Allergan will retain its dynamic global branded pharmaceutical and medical aesthetic businesses, as well as its biosimilars development programs and the Anda distribution business.
"This transaction will accelerate Allergan's evolution into a branded Growth Pharma leader, enable a sharpened focus on expanding and enhancing our global branded pharmaceutical business and strengthen our financial position to build on our proven track-record of value creation led by effective capital deployment," said Brent Saunders, CEO and president of Allergan.
"Allergan expects to have 2015 pro forma sales of approximately $15.5 billion, a simplified operating model and a strong position in seven therapeutic areas, including eye care, gastroenterology (GI), aesthetics, women's health, CNS, urology and anti-infectives. Allergan will have a simplified manufacturing network of 12 plants globally, an industry-leading mid-to-late-stage R&D pipeline with 70 projects and a global commercial operating model engineered to drive double-digit branded product sales with compelling profit margins.
"The transaction results in after tax net cash and equity proceeds of approximately $36 billion that we intend to deploy to further accelerate the robust growth prospects of our branded business. We will have the potential to add scale in existing therapeutic areas, expand into new therapeutic areas and geographies and evaluate strategic transformational deals as we continue to build on our position as the most dynamic branded growth pharma company.

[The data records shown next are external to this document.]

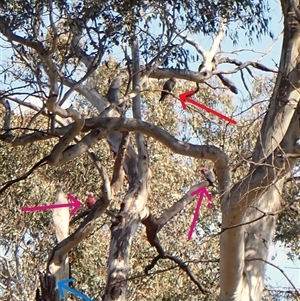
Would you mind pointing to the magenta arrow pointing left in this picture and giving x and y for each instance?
(75, 203)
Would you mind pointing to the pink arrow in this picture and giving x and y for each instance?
(203, 191)
(184, 97)
(75, 203)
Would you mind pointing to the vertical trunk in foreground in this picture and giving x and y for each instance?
(57, 271)
(259, 194)
(132, 209)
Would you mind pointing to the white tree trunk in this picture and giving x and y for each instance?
(243, 248)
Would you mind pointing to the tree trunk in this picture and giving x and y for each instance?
(244, 248)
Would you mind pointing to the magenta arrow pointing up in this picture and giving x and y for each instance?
(202, 191)
(75, 203)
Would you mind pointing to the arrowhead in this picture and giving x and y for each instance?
(63, 285)
(75, 204)
(184, 97)
(202, 191)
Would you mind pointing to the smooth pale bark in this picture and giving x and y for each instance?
(242, 279)
(58, 270)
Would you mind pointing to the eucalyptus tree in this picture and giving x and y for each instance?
(56, 49)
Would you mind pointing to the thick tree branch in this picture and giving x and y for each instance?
(118, 173)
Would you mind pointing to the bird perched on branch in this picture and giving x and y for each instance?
(168, 86)
(90, 201)
(208, 176)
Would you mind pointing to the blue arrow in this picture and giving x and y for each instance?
(63, 285)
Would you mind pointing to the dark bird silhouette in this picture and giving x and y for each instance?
(168, 86)
(208, 176)
(90, 201)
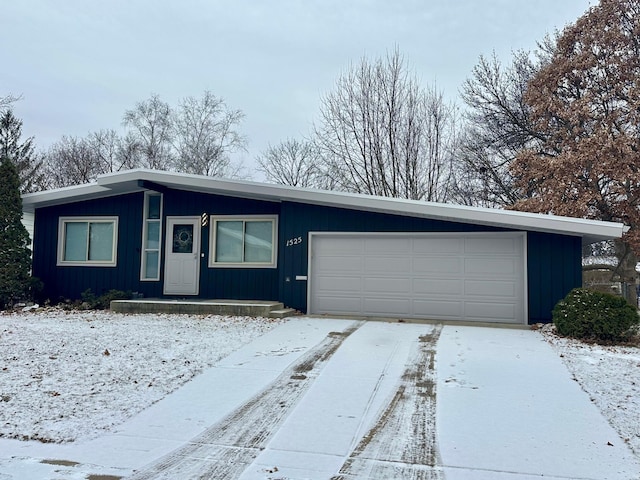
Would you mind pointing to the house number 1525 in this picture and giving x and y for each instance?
(294, 241)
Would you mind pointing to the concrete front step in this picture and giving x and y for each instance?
(283, 313)
(250, 308)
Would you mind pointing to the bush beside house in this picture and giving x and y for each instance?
(15, 256)
(591, 315)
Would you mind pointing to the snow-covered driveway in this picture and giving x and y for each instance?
(320, 398)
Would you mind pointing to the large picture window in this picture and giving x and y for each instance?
(87, 241)
(243, 241)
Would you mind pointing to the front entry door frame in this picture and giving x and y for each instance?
(182, 256)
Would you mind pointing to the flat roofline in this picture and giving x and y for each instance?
(128, 182)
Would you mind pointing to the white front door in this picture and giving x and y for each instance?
(182, 256)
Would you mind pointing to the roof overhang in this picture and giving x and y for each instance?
(131, 181)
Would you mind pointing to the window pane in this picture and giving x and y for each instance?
(153, 235)
(183, 239)
(151, 265)
(154, 206)
(258, 242)
(229, 242)
(75, 241)
(101, 241)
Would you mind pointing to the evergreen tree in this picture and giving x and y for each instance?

"Over the years, our global team of highly capable and dedicated employees has dramatically expanded our generics portfolio, capabilities and footprint, with over 220 ANDAs pending for FDA approval with 74 confirmed First-to-File opportunities, creating one of the most dynamic generics businesses in the world today. While we were not actively seeking a buyer for our generics business, Teva presented an offer at a very compelling valuation that reflects and recognizes the significant value that our global generics team has generated in creating and managing a world-class generics business. As a result of the transaction, we will also obtain a minority equity interest in Teva, to share in the upside of the generic R&D pipeline we are transferring in this combination."
The new Allergan will maintain its exceptional global brand pharmaceutical business with leading positions in key therapeutic categories. The company has blockbuster franchises in eye care, CNS, aesthetics, GI and women's health including world-renowned brands such as Botox, Restasis, Juvedrem, Namenda XR, Linzess and Lo Loestrain Fe among others.

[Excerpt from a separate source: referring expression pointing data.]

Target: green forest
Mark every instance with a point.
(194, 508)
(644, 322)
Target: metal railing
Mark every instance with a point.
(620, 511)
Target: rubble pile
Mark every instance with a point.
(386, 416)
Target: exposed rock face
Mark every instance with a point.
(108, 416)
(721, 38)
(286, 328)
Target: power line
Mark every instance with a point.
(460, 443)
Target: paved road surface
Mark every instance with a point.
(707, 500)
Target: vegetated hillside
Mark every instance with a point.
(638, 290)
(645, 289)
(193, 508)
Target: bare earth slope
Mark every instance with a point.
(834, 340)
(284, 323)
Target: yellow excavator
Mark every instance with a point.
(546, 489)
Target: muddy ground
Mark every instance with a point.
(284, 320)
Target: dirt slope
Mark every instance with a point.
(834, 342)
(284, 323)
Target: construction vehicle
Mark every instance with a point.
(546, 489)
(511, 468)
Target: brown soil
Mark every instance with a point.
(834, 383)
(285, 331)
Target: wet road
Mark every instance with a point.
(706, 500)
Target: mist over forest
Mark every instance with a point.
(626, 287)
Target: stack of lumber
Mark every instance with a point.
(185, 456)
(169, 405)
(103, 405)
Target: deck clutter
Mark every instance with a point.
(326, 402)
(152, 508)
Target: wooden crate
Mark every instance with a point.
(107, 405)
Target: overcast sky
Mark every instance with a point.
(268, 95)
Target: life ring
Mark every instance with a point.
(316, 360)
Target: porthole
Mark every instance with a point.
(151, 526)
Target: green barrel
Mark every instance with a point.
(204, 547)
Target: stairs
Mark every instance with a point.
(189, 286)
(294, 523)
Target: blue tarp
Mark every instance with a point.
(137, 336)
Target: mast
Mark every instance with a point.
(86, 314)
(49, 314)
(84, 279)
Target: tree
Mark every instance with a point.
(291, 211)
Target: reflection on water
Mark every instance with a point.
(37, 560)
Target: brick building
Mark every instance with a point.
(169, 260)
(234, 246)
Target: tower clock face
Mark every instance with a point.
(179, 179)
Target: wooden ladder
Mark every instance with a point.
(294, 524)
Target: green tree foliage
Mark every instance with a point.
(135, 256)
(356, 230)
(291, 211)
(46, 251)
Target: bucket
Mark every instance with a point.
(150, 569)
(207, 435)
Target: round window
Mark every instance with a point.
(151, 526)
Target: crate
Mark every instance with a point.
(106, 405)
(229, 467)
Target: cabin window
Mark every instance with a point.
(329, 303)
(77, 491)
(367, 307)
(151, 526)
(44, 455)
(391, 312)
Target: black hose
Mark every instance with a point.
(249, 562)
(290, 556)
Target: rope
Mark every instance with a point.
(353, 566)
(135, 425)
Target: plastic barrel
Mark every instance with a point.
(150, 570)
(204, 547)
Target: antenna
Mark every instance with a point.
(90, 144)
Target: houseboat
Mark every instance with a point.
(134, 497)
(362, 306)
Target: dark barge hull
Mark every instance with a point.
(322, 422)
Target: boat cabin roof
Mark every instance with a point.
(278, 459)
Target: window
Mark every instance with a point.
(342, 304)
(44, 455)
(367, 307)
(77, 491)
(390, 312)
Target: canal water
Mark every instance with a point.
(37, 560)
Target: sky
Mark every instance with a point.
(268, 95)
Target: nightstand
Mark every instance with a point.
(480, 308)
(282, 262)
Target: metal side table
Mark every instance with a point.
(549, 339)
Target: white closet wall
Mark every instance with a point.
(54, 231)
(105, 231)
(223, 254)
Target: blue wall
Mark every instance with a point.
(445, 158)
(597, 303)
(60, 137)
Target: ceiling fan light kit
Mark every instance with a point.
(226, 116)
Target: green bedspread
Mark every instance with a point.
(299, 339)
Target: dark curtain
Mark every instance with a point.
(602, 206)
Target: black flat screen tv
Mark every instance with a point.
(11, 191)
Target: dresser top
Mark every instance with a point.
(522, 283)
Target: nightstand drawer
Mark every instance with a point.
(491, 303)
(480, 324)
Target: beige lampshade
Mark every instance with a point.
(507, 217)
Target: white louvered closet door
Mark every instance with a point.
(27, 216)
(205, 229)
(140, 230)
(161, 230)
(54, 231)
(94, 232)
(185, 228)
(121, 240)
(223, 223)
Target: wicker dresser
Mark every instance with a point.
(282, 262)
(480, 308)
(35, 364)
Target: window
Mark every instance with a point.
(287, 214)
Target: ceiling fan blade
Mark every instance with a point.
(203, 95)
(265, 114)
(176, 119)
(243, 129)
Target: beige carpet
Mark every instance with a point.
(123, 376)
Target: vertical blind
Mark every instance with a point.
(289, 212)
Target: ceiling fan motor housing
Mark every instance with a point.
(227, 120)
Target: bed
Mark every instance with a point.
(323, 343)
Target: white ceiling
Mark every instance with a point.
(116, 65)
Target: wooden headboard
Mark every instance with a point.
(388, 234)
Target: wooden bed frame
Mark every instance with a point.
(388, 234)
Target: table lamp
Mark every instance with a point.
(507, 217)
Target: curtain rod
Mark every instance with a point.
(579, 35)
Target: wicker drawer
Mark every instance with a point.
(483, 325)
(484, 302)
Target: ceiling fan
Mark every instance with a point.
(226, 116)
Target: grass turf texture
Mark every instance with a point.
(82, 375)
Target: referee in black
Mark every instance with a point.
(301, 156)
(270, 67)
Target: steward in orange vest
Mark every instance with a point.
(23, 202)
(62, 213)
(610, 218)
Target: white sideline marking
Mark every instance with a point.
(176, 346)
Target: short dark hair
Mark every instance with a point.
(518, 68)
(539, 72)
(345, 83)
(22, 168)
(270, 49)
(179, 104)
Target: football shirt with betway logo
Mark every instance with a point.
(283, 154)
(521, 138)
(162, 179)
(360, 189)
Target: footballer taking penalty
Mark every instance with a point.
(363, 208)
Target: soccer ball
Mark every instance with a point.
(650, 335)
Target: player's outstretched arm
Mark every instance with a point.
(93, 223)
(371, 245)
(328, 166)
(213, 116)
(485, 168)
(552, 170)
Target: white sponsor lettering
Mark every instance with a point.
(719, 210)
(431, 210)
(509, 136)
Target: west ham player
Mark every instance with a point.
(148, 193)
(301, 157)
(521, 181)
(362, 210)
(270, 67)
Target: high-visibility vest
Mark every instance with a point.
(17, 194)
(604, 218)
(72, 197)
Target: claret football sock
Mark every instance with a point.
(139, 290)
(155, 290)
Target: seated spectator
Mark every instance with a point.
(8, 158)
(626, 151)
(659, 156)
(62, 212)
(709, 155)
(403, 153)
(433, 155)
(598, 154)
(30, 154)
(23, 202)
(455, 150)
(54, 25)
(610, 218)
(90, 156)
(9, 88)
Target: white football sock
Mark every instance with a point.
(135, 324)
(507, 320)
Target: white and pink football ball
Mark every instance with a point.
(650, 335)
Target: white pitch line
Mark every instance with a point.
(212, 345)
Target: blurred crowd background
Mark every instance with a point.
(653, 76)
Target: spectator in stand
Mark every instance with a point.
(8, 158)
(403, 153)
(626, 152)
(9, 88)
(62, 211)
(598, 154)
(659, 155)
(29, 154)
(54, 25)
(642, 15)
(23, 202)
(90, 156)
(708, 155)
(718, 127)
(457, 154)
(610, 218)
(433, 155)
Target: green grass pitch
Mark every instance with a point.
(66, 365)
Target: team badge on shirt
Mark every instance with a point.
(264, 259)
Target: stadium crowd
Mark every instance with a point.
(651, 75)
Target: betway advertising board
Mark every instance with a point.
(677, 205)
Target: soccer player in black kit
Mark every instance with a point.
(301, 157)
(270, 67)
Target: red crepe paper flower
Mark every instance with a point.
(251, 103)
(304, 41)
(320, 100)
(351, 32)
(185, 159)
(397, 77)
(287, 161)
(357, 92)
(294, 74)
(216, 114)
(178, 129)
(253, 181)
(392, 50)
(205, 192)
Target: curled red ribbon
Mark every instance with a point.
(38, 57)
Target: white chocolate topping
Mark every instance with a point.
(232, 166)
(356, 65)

The company's commercial presence will extend across the globe with a significant presence across the UK, Canada, Europe, Southeast Asia and Latin America and a growing footprint in the Nordics, Russia, Eastern Europe, China and India.

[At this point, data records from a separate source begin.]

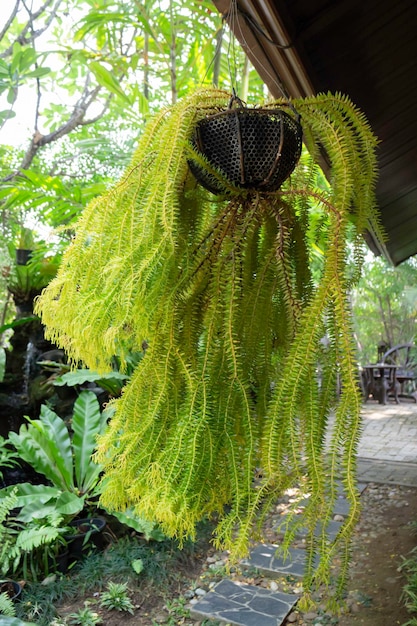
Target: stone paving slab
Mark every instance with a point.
(244, 605)
(387, 472)
(332, 529)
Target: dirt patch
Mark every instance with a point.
(383, 536)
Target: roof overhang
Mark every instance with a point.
(367, 50)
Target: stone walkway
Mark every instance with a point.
(387, 453)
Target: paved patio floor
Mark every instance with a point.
(387, 450)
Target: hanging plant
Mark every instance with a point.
(220, 288)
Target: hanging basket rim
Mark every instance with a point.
(247, 159)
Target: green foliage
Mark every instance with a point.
(66, 462)
(221, 290)
(65, 459)
(85, 617)
(384, 305)
(6, 605)
(14, 621)
(116, 598)
(8, 456)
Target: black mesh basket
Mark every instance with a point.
(253, 148)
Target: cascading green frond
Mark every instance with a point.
(234, 296)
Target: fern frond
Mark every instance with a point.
(233, 295)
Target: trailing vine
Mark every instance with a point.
(233, 306)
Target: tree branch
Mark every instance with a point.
(22, 38)
(76, 119)
(10, 20)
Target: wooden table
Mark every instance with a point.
(379, 379)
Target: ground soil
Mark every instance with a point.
(383, 537)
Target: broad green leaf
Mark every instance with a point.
(59, 434)
(38, 73)
(31, 538)
(137, 565)
(79, 377)
(87, 424)
(69, 503)
(107, 80)
(46, 448)
(14, 621)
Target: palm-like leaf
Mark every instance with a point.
(46, 446)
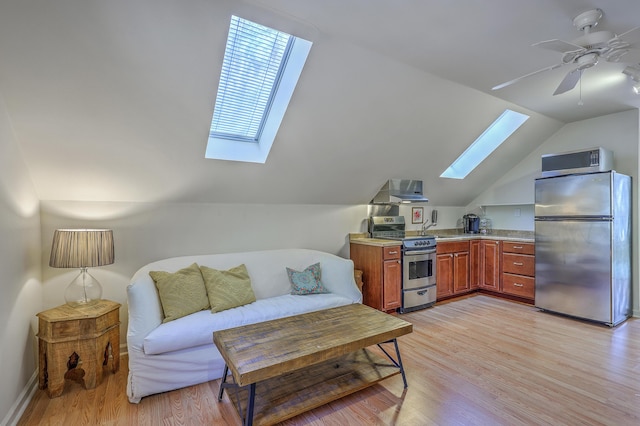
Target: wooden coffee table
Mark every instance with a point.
(284, 367)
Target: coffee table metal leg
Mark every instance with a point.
(248, 419)
(398, 361)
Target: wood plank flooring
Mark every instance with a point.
(473, 361)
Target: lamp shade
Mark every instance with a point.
(81, 248)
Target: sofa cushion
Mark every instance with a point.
(181, 292)
(228, 289)
(196, 329)
(307, 281)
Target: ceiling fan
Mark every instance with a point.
(585, 51)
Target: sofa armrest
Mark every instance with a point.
(145, 309)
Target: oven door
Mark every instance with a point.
(418, 269)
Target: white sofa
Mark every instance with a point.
(179, 353)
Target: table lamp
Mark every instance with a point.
(82, 248)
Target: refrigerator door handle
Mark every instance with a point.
(574, 218)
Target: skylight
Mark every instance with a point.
(260, 70)
(508, 122)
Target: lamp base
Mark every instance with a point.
(83, 290)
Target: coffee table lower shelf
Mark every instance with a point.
(290, 394)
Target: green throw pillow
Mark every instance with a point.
(228, 289)
(307, 281)
(181, 292)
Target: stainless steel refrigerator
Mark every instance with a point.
(583, 246)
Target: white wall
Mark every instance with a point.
(618, 132)
(20, 288)
(144, 232)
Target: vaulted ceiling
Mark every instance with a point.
(111, 100)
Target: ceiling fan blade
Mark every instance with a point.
(569, 81)
(515, 80)
(629, 36)
(558, 46)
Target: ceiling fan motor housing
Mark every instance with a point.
(588, 19)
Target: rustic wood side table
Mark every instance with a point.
(78, 342)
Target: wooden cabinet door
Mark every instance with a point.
(460, 272)
(491, 265)
(475, 264)
(444, 275)
(392, 292)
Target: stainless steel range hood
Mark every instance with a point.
(400, 191)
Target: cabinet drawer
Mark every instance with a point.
(452, 247)
(519, 285)
(520, 264)
(520, 248)
(392, 252)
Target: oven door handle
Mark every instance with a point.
(418, 252)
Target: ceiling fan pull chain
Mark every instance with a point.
(580, 103)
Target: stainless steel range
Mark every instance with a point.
(418, 261)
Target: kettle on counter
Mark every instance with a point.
(471, 223)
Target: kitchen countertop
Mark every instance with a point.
(448, 235)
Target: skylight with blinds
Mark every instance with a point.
(260, 70)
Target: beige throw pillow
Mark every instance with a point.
(181, 292)
(228, 289)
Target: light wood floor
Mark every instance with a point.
(474, 361)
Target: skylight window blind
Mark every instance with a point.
(254, 58)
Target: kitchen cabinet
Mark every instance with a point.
(381, 274)
(490, 265)
(518, 269)
(452, 268)
(475, 264)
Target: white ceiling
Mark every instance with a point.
(111, 100)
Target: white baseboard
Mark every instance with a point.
(18, 407)
(25, 397)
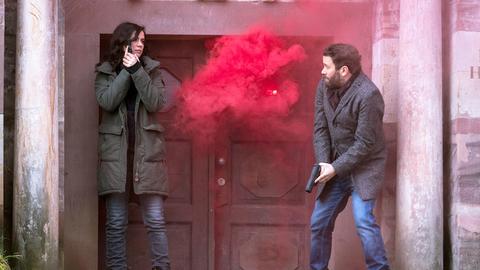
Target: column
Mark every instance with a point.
(385, 76)
(419, 227)
(463, 209)
(35, 217)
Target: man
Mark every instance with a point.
(350, 148)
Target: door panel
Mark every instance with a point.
(261, 216)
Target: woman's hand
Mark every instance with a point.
(129, 59)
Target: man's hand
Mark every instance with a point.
(327, 172)
(129, 59)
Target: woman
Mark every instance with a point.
(130, 91)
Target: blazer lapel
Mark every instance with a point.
(327, 106)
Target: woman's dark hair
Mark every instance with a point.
(344, 55)
(121, 37)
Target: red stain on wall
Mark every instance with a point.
(244, 82)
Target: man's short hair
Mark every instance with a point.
(344, 55)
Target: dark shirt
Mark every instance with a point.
(336, 94)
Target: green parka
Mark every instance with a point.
(149, 168)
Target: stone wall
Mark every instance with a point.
(385, 76)
(8, 98)
(462, 190)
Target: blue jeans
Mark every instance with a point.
(327, 207)
(116, 226)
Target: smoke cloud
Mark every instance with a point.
(245, 82)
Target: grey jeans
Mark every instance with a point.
(116, 226)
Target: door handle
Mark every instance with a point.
(221, 181)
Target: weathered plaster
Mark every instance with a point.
(465, 75)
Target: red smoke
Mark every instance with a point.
(244, 82)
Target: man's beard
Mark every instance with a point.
(335, 82)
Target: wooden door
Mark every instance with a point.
(262, 213)
(236, 205)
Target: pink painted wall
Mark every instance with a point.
(86, 20)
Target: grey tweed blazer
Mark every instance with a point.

Allergan will maintain its strong commitment to R&D, with 2015 pro forma investment of approximately $1.4 billion, focused on the development of innovative and durable value-enhancing global products within our brands and biologics portfolios. Allergan has a strong record of successful drug development and currently has more than 70 innovative products in mid-to-late stage development. The company's pipeline is strategically focused within its core therapeutic areas.
Allergan's innovative development-focused R&D organization places an emphasis on the strategic, late-stage development of important durable products that will drive long-term value, and on being the partner of choice for new and existing development collaborations.
Allergan expects to have double-digit topline growth, expanding operating margins and strong free cash flow. Allergan expects to use a portion of the sale proceeds to pay down debt, including certain credit facilities and bonds. The transaction is structured to maintain the existing bond issuer and guarantor structure and compliance with bond covenants. Teva will not assume any of the bonds. Allergan remains committed to its investment grade ratings.
Beginning with its third quarter earnings report, Allergan will report its generics business as discontinued operations and expects to provide an updated 2015 forecast by mid-to-late September.